In the landmark Balco decision in 2012, the Hon’ble Supreme Court, in its wisdom and realizing the interpretational fallacy of the decision in the Bhatia International case, finally reversed the decision and confirmed the legal position that Part I of the Indian Arbitration Act would apply only to arbitrations seated in India. The Hon’ble Supreme Court upheld the principle of territoriality and settled the position that Part I of the Indian Arbitration Act would have no application to international commercial arbitrations held outside India. It was however specifically stated that the said position of law would be applicable only as regards arbitration agreements executed after the date of the Balco judgment i.e. 6 September 2012. The question therefore remained as to the position of the arbitration agreements executed prior to 6 September 2012.
Early this year in the matter between World Sport Group (WSG) and MSM Satellite, the question that arose was whether arbitration as a dispute resolution mechanism would be available should there be any determination required of matters alleging fraud, misrepresentation or the like. In this matter, although a division bench of the Hon’ble Bombay High Court initially granted relief to MSM, the Hon’ble Supreme Court overturned the decision in favour of WSG by applying the doctrine of severability since the contract containing the arbitration provision was itself being challenged. It was held by the Hon’ble Supreme Court that the agreement of the parties to resort to arbitration was not rendered inoperative merely for the reason that allegations of fraud have to be inquired into. This decision marked a shift from the approach traditionally followed by Indian courts that allegations like fraud or misrepresentation can only be inquired by courts and not arbitrators.

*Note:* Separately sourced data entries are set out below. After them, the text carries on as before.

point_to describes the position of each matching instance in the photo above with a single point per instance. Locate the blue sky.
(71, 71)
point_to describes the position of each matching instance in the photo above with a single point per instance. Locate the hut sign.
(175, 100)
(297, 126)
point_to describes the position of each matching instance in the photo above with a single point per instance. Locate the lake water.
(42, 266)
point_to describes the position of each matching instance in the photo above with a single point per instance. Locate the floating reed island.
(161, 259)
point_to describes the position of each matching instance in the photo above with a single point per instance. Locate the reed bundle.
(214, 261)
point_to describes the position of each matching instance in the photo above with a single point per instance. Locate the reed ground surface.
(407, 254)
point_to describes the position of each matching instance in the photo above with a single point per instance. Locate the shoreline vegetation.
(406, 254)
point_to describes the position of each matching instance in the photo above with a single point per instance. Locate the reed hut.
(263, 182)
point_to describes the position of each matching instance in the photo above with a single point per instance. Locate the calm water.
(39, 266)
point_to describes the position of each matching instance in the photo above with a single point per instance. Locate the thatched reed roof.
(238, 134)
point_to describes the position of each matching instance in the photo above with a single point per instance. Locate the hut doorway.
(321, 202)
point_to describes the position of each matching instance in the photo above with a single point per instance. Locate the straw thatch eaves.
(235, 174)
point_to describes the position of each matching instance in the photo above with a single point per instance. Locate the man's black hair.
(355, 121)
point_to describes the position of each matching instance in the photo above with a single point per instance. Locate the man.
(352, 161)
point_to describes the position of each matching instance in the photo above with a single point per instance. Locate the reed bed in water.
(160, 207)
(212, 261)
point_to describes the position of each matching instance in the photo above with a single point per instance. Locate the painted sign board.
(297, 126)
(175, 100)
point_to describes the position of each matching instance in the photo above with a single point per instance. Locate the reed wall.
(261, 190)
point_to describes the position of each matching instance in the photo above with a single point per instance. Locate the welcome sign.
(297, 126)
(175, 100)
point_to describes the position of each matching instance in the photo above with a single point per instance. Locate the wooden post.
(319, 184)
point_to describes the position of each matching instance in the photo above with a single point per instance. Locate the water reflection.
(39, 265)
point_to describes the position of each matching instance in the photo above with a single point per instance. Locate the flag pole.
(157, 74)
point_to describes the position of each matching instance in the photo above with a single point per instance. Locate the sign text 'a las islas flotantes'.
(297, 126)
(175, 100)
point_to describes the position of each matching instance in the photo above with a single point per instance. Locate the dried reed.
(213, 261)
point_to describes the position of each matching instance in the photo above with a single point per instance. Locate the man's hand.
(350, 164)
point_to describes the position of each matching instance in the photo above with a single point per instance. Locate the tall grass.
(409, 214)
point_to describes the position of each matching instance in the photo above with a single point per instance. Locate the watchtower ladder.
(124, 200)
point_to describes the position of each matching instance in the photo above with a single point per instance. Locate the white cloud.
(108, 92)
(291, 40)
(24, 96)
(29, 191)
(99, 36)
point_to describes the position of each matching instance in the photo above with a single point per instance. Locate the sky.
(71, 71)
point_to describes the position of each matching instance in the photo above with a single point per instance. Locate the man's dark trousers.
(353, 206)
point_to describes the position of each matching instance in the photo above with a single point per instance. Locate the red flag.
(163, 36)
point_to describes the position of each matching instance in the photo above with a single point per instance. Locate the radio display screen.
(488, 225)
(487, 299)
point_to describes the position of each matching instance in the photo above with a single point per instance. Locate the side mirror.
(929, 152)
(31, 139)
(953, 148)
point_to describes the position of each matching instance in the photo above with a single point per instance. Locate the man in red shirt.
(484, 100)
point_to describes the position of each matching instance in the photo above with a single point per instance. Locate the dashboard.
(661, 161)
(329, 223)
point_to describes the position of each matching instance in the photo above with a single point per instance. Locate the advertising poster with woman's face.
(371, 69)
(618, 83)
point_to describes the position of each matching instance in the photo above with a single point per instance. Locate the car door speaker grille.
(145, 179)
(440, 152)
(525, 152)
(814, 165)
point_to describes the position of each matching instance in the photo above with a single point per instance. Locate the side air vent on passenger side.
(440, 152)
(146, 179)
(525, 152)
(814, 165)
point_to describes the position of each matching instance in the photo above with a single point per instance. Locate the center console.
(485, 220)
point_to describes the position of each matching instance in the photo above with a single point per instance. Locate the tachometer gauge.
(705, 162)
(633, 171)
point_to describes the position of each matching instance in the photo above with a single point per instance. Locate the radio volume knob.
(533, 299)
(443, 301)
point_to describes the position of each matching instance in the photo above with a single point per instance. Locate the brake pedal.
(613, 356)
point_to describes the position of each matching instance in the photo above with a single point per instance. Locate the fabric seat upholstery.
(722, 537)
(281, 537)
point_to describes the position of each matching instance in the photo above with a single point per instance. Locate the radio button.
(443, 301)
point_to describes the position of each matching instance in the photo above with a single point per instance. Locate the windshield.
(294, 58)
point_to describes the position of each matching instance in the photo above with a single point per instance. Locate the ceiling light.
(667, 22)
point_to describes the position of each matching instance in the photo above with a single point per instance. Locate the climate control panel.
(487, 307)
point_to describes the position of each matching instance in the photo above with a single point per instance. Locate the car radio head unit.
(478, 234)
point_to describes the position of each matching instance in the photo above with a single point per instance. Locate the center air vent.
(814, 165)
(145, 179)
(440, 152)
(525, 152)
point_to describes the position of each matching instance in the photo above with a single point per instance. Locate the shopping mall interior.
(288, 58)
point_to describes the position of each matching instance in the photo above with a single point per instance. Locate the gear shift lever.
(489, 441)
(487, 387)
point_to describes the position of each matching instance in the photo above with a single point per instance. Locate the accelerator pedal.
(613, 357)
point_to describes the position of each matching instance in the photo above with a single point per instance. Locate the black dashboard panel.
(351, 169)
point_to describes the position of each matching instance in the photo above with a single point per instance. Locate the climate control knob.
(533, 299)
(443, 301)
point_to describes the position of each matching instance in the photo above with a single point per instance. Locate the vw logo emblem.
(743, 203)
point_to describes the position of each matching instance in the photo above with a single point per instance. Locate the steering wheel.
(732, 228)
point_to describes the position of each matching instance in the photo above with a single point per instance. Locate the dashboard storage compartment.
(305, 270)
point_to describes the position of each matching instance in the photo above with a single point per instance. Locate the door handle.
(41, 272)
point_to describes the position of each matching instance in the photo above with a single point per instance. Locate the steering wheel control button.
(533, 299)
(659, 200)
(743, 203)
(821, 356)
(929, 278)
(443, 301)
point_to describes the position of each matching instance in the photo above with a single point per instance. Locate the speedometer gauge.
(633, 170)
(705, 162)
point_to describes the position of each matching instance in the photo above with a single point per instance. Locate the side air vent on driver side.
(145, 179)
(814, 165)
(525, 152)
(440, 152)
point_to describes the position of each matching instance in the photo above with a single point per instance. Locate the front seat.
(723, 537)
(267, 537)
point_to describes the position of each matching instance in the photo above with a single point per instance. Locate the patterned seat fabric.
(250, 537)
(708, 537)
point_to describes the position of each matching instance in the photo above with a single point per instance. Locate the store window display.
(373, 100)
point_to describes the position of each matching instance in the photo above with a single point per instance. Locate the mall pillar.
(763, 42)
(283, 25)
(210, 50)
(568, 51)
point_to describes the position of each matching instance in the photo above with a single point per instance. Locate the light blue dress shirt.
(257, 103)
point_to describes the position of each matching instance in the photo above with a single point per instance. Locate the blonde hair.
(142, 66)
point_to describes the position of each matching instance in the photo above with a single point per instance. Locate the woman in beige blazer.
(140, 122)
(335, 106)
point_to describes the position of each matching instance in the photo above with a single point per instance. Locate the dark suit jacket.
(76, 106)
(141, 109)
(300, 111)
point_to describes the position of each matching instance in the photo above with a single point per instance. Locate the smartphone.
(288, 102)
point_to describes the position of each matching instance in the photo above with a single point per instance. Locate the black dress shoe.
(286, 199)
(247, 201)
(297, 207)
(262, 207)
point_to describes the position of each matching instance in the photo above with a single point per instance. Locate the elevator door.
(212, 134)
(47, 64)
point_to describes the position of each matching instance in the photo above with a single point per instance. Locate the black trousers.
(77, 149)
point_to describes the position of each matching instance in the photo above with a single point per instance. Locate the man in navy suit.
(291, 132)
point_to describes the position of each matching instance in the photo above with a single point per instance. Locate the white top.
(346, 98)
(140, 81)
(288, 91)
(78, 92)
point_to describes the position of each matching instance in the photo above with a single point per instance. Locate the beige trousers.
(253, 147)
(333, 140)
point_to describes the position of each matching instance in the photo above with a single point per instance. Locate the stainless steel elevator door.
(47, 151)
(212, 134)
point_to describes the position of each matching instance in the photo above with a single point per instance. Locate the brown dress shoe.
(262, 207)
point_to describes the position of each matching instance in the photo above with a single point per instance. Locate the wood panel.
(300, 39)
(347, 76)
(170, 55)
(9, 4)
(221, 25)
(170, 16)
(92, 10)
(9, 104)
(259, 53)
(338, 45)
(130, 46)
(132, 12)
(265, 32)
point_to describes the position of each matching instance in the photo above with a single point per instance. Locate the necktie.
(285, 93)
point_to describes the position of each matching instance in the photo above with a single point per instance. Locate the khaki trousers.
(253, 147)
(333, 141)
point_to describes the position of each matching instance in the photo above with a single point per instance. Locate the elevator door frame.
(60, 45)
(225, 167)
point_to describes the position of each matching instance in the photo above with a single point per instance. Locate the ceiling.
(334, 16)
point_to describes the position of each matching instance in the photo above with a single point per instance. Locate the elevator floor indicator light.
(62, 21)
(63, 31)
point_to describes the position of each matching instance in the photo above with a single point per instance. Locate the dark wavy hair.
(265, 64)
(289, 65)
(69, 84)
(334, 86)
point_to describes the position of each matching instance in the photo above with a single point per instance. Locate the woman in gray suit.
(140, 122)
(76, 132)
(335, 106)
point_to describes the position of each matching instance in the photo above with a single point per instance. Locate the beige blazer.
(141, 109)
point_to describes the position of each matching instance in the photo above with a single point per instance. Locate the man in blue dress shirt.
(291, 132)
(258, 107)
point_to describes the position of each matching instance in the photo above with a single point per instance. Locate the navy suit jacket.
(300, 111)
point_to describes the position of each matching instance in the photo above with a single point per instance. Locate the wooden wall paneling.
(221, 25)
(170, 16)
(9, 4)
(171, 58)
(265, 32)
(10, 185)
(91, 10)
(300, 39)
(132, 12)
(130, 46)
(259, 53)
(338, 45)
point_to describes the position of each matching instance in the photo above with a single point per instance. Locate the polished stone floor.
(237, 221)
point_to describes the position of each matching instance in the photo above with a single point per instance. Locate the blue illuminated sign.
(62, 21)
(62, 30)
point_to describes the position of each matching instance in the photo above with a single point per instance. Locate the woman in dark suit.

In a more recent decision involving Reliance Industries Limited and Union of India, the matter in question was whether an express choice of law to govern an arbitration agreement would ensure that Part I of the Indian Arbitration Act will not be applicable even where parties have not expressly excluded Part I. The Hon’ble Supreme Court made a distinction as between the substantive law governing the main contract and the law governing the arbitration agreement. With this decision of the Hon’ble Supreme Court, it now appears clear that even pre‐Balco arbitration agreements would have enough protection provided they have contractually and expressly agreed that foreign law would govern the arbitration agreement, which would then imply exclusion of Part I of the Indian Arbitration Act, and consequentially, exclusion of the jurisdiction of Indian courts.
It is also relevant to note that in the Reliance Industries matter, the Hon’ble Supreme Court while holding that Part I of the Indian Arbitration Act would not be applicable also held that in the event a final award is made against the Union of India pursuant to the arbitration held outside India, the enforceability of the same in India can be resisted on the ground of public policy. It was also specifically accepted that such principle of public policy will necessarily be applied by courts in England (which was the forum contractually agreed between the parties) should arbitrability be challenged, given that the substantive law governing the contract is Indian law.
On the one hand, this decision settles the law as to the inapplicability of Part I to arbitrations held outside India, where parties have expressly or impliedly excluded its applicability. It also clarified the position that even where issues of public policy are involved, foreign courts can be approached to seek appropriate remedy and the issue of public policy alone will not dilute the contractual understanding and agreement of the parties to subject all their disputes to arbitration outside India and seek all their remedies before courts outside India.
While the law on this has been emerging positively, it is necessary that while drafting contracts with an arbitration mechanism for dispute resolution, clear and precise provisions are incorporated to reflect the intention of the parties taking into account the law laid down in various decisions from time to time. These decisions clearly reflect a proarbitration stand of Indian courts and should provide the necessary confidence to the contracting parties involved in international commercial transactions.